Simone Salvini – chef di Ops! e docente dell'Organic Academy – presenta il suo tempeh, “insaccato” vegetariano ottenuto dalla fermentazione dei fagioli di soia gialla con aggiunta di un micelio come starter. Condito con salsa di soia, extravergine e limone e accompagnato da maionese di soia, farcisce lo squisito panino di okara (crusca) di soia al vapore. Preparazioni complesse in cui nulla è lasciato al caso per amplificare la portata salutare e gustativa.

La lezione di Daniela Cicioni, "Il tempo che trasforma: fermenti, funghi e alghe"
Le varie forme di fermentazione sono al centro dell'intervento di
Daniela Cicioni, cuoca vegana e crudista che porta i ragionamenti sul naturale ancor più in là. Per i suoi
tempeh usa frutta secca e legumi “locali” come i ceci e foglie di cavolo rosso o nasturzio come budello naturale. Il suo dolce crudista è una mattonella di farina di cocco e mandorle, cacao crudo, nettare di cocco e gel di alghe accompagnata da una crema di mandorle con fiori di ciliegio sotto sale.
Fabio Abbattista, chef del Leone Felice all’Albereta – dove segue anche la cucina della Spa con un team di dietisti – propone una cucina tradizionale italiana in chiave moderna e naturale, attenta alle esigenze nutrizionali. Ecco allora i suoi “falsi primi” dove la pasta (o almeno il glutine) non c'è, come gli spaghetti di patate “aglio, olio e peperoncino” e la minestra di ceci con gnocchi di patate affumicate la cui texture è data dall'amido di kuzu.

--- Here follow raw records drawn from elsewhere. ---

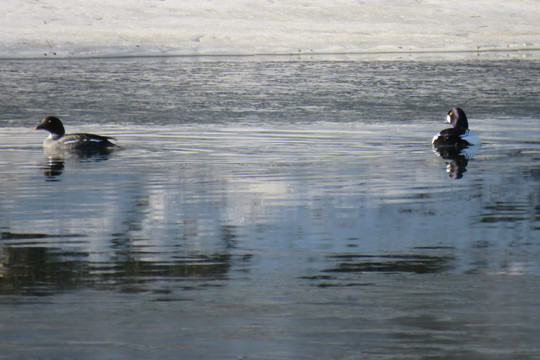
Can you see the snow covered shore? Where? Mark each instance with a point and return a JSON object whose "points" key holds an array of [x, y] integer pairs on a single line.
{"points": [[96, 28]]}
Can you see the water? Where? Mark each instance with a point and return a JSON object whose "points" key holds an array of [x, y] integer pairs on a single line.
{"points": [[270, 209]]}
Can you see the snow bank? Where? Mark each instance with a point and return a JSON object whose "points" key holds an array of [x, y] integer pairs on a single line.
{"points": [[93, 28]]}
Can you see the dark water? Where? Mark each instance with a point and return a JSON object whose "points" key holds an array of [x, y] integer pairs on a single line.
{"points": [[270, 210]]}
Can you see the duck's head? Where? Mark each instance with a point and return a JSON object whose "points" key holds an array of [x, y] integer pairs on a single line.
{"points": [[53, 125], [457, 118]]}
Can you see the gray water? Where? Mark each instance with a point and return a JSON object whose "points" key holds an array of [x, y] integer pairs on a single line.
{"points": [[270, 209]]}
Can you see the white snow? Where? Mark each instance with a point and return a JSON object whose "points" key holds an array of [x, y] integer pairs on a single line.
{"points": [[93, 28]]}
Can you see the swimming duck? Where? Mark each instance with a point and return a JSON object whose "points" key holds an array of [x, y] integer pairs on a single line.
{"points": [[58, 140], [458, 136]]}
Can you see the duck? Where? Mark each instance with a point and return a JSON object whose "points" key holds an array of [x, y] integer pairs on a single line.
{"points": [[458, 136], [58, 140]]}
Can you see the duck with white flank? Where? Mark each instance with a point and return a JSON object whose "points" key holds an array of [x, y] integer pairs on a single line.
{"points": [[457, 144], [58, 140], [458, 136]]}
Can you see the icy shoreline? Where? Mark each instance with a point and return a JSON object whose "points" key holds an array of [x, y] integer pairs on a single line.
{"points": [[87, 29]]}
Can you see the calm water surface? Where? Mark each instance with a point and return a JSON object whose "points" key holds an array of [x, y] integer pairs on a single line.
{"points": [[270, 210]]}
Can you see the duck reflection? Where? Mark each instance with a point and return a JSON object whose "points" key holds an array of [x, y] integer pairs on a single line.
{"points": [[55, 162], [457, 144], [456, 158]]}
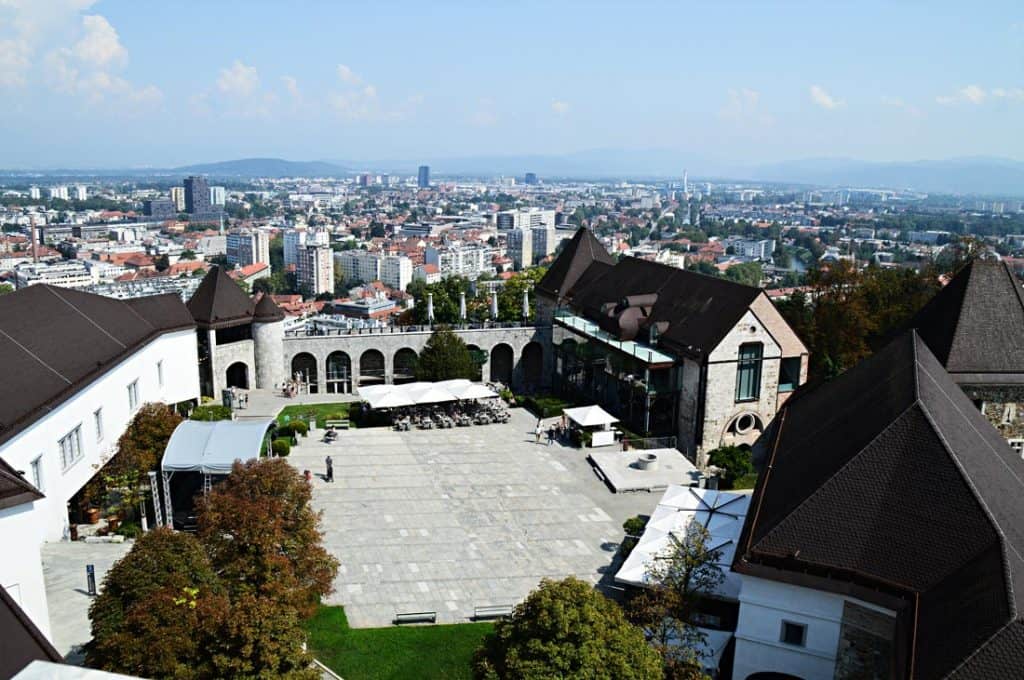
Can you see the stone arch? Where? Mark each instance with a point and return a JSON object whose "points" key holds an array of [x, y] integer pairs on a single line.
{"points": [[304, 371], [502, 364], [238, 375], [339, 373], [372, 368], [532, 366], [477, 354], [403, 369]]}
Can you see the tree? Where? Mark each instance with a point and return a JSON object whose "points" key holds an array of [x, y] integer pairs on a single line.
{"points": [[262, 537], [565, 629], [679, 581], [445, 356], [158, 610]]}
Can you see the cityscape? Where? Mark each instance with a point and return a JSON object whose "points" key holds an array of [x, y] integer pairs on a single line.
{"points": [[318, 368]]}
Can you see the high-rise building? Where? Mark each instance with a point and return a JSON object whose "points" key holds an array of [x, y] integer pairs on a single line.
{"points": [[247, 247], [314, 270], [519, 247], [178, 197], [198, 197], [218, 196]]}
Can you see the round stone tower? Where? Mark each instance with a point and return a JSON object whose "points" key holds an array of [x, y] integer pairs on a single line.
{"points": [[268, 340]]}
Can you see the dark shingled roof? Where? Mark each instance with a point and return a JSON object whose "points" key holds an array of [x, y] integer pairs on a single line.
{"points": [[699, 310], [219, 302], [890, 479], [20, 641], [267, 310], [975, 325], [55, 341], [13, 487], [582, 251]]}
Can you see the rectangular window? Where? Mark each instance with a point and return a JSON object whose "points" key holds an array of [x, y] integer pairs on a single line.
{"points": [[133, 395], [71, 448], [37, 472], [795, 634], [749, 372], [788, 374]]}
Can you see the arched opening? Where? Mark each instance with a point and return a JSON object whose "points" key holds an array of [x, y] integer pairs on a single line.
{"points": [[238, 375], [372, 368], [502, 360], [304, 373], [339, 373], [532, 366], [404, 366], [479, 358]]}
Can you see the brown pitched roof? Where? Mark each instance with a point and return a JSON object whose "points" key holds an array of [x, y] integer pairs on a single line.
{"points": [[975, 325], [20, 641], [219, 301], [55, 341], [888, 479]]}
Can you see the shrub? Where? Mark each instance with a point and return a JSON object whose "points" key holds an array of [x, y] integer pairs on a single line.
{"points": [[735, 463], [211, 412]]}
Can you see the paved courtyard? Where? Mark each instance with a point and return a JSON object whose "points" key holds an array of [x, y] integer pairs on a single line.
{"points": [[448, 520]]}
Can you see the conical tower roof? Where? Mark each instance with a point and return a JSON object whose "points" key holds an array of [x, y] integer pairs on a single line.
{"points": [[219, 302]]}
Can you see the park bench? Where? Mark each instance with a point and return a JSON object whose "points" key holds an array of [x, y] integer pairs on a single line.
{"points": [[492, 611], [416, 618]]}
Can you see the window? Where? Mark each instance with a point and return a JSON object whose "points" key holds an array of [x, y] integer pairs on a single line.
{"points": [[37, 472], [788, 374], [133, 395], [71, 448], [749, 372], [795, 634]]}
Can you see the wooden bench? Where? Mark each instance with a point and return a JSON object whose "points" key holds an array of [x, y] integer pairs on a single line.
{"points": [[493, 611], [416, 618]]}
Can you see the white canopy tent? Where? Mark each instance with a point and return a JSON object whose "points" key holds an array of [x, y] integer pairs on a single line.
{"points": [[207, 449], [722, 513], [392, 396], [592, 416]]}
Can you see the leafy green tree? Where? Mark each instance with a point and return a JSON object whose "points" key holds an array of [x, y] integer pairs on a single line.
{"points": [[158, 610], [263, 538], [445, 356], [680, 580], [565, 629]]}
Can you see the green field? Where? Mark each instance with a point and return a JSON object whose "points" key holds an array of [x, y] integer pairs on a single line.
{"points": [[323, 412], [379, 653]]}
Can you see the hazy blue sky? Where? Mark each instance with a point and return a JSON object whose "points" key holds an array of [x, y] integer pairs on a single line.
{"points": [[116, 83]]}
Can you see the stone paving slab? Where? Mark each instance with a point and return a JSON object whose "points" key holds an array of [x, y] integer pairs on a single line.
{"points": [[448, 520]]}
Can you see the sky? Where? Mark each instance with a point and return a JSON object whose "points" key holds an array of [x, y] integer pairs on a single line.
{"points": [[123, 83]]}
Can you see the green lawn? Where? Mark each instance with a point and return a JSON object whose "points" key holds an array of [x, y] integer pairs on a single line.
{"points": [[323, 412], [378, 653]]}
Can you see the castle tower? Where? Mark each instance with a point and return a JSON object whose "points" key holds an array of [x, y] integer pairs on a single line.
{"points": [[268, 337]]}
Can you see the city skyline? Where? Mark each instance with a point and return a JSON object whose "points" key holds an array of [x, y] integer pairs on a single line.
{"points": [[739, 83]]}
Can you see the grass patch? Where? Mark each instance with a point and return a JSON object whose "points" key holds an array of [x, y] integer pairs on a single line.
{"points": [[379, 653], [322, 412]]}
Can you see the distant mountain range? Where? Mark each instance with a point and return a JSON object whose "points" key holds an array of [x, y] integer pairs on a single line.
{"points": [[992, 176]]}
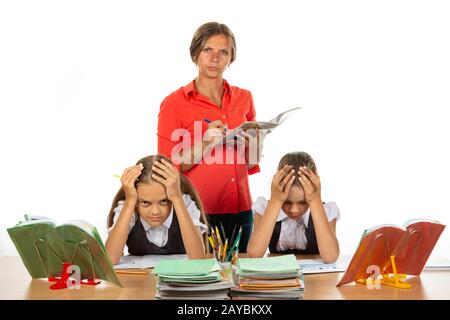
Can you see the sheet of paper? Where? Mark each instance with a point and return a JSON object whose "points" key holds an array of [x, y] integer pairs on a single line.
{"points": [[311, 266], [144, 262]]}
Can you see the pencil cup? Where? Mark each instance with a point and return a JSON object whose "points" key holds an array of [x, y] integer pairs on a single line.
{"points": [[226, 271]]}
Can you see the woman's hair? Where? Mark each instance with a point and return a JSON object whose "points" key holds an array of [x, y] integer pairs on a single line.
{"points": [[146, 177], [207, 30], [297, 160]]}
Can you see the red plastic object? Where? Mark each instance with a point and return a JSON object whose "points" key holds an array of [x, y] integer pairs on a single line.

Simone Tondo, tra i protagonisti di Identità Naturali: ha parlato di "Una stagione, tre piatti, tre colori"
Simone Tondo, chef del Roseval, porta al congresso la sua “cucina urbana vegetale” che, a causa di dimensioni e budget ridotti, si basa su materie prime intelligenti e stagionali. La declina nei tre colori bianco, porpora e arancione e con un chiaro imprinting sardo “mare&monti” come nelle capesante affumicate servite con una riduzione di lardo e latte, radici bianche marinate, crema di rafano e guanciale.
Sergio Bastard, giovane talento spagnolo, racconta la cucina gourmet della Casona del Judio a Santander. Catalano in Cantabria, gioca con gli elementi della gastronomia locale e con quelli vegetali, che vengano dall'orto o dal mare. È proprio dalle passeggiate lungo la spiaggia o nell'orto che nascono piatti come l'alice con olio di pistacchi, fichi e foglie di acetosa marina o il pomodoro “appassito” con olio al ginepro ed erba ghiaccio.

Matteo Aloe, al centro, sul palco con Lisa Casali e il suo "chef di pizza" Massimo Giuliana, col microfono in mano
Matteo Aloe è il fondatore insieme al fratello del “format naturale” Berberè, oggi in tre sedi con declinazioni diverse ma sempre improntate al bio. Idea di business legata alla pizza dove la naturalità non è però un'operazione di facciata ma un principio a 360° per dare coerenza al progetto che si tratti di un'attenta lievitazione naturale per garantire la digeribilità della pizza, di ricette calibrate nutrizionalmente, di prodotti freschi e stagionali o dell'etica del lavoro.
Femke van den Heuvel, cuoca olandese al Vlam in de Pan, presenta la sua cucina moderna con un'impronta macrobiotica e crudista frutto – come dice lei stessa – dell'ossessione per piatti che siano golosi, belli da vedere e sani, e per un cibo che riempia ma soprattutto che nutra. Da qui il suo lavoro sulle proteine di origine vegetale e sulla riduzione dei grassi. Cucina come medicina, dunque, ma che sia buona in termini di gusto e texture, senza privazioni.
Cristina Bowerman, chef di Glass Hostaria, è andata a scuola da un apicoltore per lavorare sulle api – preziose indicatrici di salute ambientale – e sui prodotti derivati. Miele, polline e idromiele entrano nelle ricette come la trippa nido d'ape - il reticolo dalla trama ad alveare - cotta alla messicana e resa fresca ed elegante dall'idromele al limone e dalle salse speziate, frutto della contaminazione che è un po' la cifra della chef.